How? They’re turning to the secrets of a very unique, age-defying fish called the killifish.
The African turquoise killifish is tiny, about the size of your thumb, yet it has a curious ability that’s stunning anti-aging researchers.
Nothobranchiusfurzeri – African turquoise killifish
Attribution: German wikipedia user Ugau / CC BY-SA
This fish can essentially press the “pause button” on its development and live in a state of suspended animation for five times its usual lifespan!
Killifish: an anti-aging Marvel
Killifish only live for about four to six months and when females have babies, the embryo grows outside of the mother’s body. While in embryonic form, the killifish develops the beginnings of a full organ system before pressing the pause button on future development.
You see, these fish live in freshwater, so they rely on the rainy season to survive. When the rains end and rivers, ponds and lakes dry out, the embryos are left high and dry. With no water, they put their development on hold as a survival tactic until the drought ends.

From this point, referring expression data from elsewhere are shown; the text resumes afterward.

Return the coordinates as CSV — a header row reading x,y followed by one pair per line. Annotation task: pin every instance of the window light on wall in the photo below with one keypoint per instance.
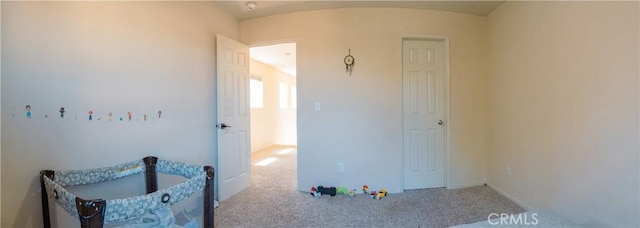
x,y
284,95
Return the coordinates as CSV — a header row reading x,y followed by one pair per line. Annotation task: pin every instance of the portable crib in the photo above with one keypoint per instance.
x,y
94,213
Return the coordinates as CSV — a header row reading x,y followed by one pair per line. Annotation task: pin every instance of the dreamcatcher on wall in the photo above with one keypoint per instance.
x,y
349,61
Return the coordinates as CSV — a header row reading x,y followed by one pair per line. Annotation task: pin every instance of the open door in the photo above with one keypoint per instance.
x,y
234,156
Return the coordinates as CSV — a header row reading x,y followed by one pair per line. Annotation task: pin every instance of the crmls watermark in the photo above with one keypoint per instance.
x,y
511,219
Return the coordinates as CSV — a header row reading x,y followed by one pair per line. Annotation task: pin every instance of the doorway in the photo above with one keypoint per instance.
x,y
425,112
273,103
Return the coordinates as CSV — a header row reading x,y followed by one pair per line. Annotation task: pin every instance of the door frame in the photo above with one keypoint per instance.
x,y
447,100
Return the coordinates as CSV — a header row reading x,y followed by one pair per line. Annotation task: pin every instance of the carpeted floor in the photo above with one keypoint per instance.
x,y
273,201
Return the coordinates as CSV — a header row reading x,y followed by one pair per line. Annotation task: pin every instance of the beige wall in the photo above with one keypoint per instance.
x,y
272,125
359,123
108,57
564,108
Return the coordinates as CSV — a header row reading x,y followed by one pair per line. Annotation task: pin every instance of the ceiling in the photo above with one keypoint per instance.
x,y
279,56
269,8
283,56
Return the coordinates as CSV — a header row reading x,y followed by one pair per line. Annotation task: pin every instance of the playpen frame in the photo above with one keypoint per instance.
x,y
91,212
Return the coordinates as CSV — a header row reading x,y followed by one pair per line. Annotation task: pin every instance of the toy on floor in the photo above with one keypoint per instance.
x,y
381,194
341,191
352,193
327,191
315,193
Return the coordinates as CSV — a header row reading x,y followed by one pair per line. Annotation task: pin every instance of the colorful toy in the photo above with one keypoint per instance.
x,y
327,191
28,108
342,190
381,194
352,193
315,193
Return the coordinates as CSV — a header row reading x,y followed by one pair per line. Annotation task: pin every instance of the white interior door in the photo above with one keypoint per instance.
x,y
423,113
234,169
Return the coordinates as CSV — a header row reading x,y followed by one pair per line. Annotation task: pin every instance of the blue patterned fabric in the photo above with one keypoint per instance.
x,y
179,168
133,207
65,199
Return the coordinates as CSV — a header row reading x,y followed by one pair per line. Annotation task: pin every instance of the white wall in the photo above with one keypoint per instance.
x,y
564,108
107,57
272,125
359,123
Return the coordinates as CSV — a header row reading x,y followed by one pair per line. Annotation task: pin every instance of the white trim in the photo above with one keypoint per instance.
x,y
510,197
275,42
467,185
447,100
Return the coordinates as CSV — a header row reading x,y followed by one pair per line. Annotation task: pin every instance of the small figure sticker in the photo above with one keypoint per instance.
x,y
62,112
28,108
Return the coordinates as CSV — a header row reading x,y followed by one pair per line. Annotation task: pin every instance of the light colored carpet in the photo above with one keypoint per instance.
x,y
273,201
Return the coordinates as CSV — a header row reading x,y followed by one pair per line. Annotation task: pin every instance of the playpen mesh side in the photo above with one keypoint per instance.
x,y
92,176
128,208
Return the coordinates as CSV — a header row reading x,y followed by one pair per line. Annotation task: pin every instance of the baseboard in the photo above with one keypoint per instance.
x,y
510,197
468,185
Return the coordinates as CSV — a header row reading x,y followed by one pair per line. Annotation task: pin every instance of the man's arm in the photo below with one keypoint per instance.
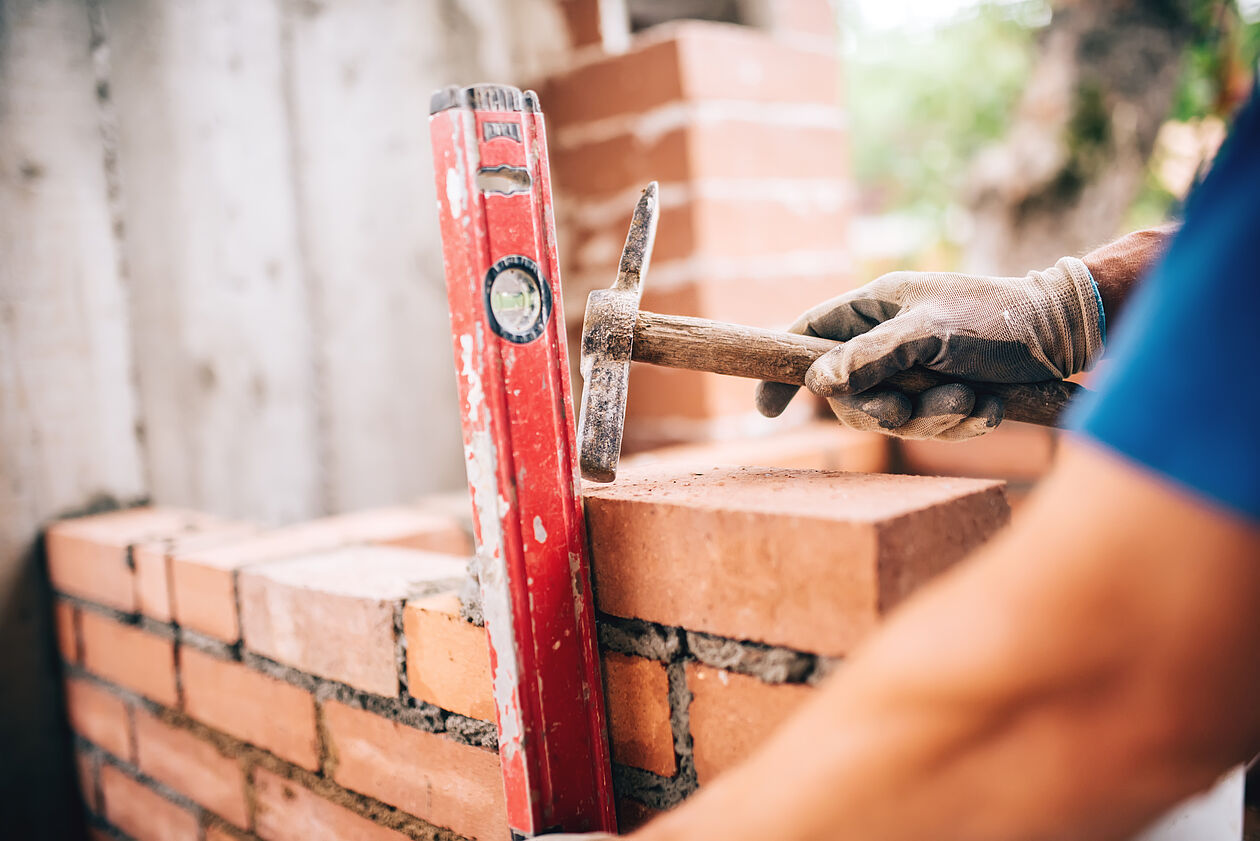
x,y
1118,266
1085,671
1046,325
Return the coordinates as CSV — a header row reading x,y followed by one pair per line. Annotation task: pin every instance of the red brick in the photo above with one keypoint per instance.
x,y
804,559
732,714
447,658
333,613
633,82
1018,452
701,149
429,776
253,707
192,767
638,700
692,61
130,657
290,812
151,561
203,581
86,767
819,445
100,716
582,22
738,62
88,556
144,813
66,623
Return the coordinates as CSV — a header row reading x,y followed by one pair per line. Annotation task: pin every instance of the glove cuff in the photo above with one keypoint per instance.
x,y
1084,314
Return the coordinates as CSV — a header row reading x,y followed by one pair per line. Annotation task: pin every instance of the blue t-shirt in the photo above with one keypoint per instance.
x,y
1183,392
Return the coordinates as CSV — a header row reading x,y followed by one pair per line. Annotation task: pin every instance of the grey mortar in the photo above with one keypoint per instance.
x,y
765,662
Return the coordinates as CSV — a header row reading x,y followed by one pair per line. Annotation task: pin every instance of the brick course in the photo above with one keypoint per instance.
x,y
144,813
100,716
192,767
722,550
129,656
203,581
91,556
290,812
253,707
732,714
447,658
333,613
422,773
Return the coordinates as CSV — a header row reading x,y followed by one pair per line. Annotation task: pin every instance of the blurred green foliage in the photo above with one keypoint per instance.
x,y
924,102
921,104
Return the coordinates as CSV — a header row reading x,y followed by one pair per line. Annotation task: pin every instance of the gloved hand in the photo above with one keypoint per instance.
x,y
1046,325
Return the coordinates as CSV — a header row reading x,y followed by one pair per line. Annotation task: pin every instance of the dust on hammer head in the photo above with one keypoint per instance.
x,y
607,344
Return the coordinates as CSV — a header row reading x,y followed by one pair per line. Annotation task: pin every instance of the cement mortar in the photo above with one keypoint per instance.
x,y
640,638
765,662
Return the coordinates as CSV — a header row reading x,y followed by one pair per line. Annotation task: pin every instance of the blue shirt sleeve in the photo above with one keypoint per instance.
x,y
1182,395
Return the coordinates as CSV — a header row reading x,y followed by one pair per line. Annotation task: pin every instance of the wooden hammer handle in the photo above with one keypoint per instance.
x,y
717,347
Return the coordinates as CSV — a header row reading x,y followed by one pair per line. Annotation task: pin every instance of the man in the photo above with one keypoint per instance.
x,y
1096,662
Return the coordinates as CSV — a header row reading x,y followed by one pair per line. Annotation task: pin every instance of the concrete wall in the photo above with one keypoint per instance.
x,y
219,278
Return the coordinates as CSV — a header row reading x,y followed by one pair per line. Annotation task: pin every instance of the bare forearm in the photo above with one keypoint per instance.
x,y
1028,695
1118,266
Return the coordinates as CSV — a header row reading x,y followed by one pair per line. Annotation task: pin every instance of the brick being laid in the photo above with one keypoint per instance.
x,y
204,581
90,557
333,614
426,774
193,767
808,560
731,714
251,706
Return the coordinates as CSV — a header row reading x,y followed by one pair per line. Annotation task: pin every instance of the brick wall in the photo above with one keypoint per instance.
x,y
744,130
325,681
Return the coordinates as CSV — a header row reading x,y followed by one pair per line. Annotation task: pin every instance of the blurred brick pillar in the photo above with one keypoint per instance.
x,y
744,130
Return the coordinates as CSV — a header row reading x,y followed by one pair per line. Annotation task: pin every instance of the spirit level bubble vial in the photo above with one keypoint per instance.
x,y
519,448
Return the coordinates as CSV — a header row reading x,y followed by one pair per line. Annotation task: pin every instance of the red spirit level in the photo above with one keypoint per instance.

Researchers call this state of suspended animation diapause, and it can last for up to two-and-a-half years in killifish. In human terms, that would mean staying inside our mother’s womb for 400 years before living out our lifespan of 80 years.
A Muscle Gene Could Prove Crucial to Diapause
Recently, a team of anti-aging researchers from Stanford began investigating how diapause works. They began their research with the belief that killifish must experience an evolutionary tradeoff for this unique ability.
In other words, by preserving their embryonic state they would be expected to suffer in other ways. In nature you usually have to give up something to get something. But it turns out these fish don’t. The killifish in these experiments suffered no detrimental health effects from diapause. In fact, rates of growth, fertility, and aging remained the same as those found in the killifish that didn’t undergo diapause.
Researchers examined killifish genes involved with cell proliferation and organ growth as well as those involved with muscle maintenance and metabolism. In particular, they pinpointed a gene called CBX7.
They called this gene “the master regulator” of muscle maintenance during diapause. In killifish models that lacked the gene, the muscles withered, and the embryos came out of diapause early. If this happened in the wild they wouldn’t be able to survive.
The Stanford scientists came to the conclusion that CBX7 allowed the embryo to pick up development where it left off and continue growing normally after diapause.
The researchers believe it may be possible to apply this mechanism to people and thereby slow or stop the aging process.
Slowing the Aging Process Over the Long Term
Scientists have studied diapause in other species, including insects and the roundworm c. elegans, which is commonly used in aging research. The research revealed that diapause does in fact delay aging in these species, yet the killifish discovery of diapause might be the most promising of all.
That’s because insects and roundworms are invertebrates, while killifish are vertebrates like we are. You might recall from grade school science that invertebrates don’t have a spinal column, while vertebrates have a spinal column.
The scientists hope their findings in killifish could reveal effective ways to preserve cells for extended periods of time, such as stem cells–which are critical to health and longevity, and lead to new strategies to combat aging and age-related diseases.
Senior author of the study and professor of genetics, Dr. Anne Brunet hypothesized, “Turning on a ‘diapause-like’ state – or tapping into the molecular machinery of diapause – in some adult tissues or cells could help preserve them long-term.
“We think it’s interesting from a fundamental point of view to understand how the accumulation of the damage due to the passage of time can be stopped or suspended. Diapause offers us a way to understand this. Such an understanding may provide clues as to how to slow the ‘aging clock’.”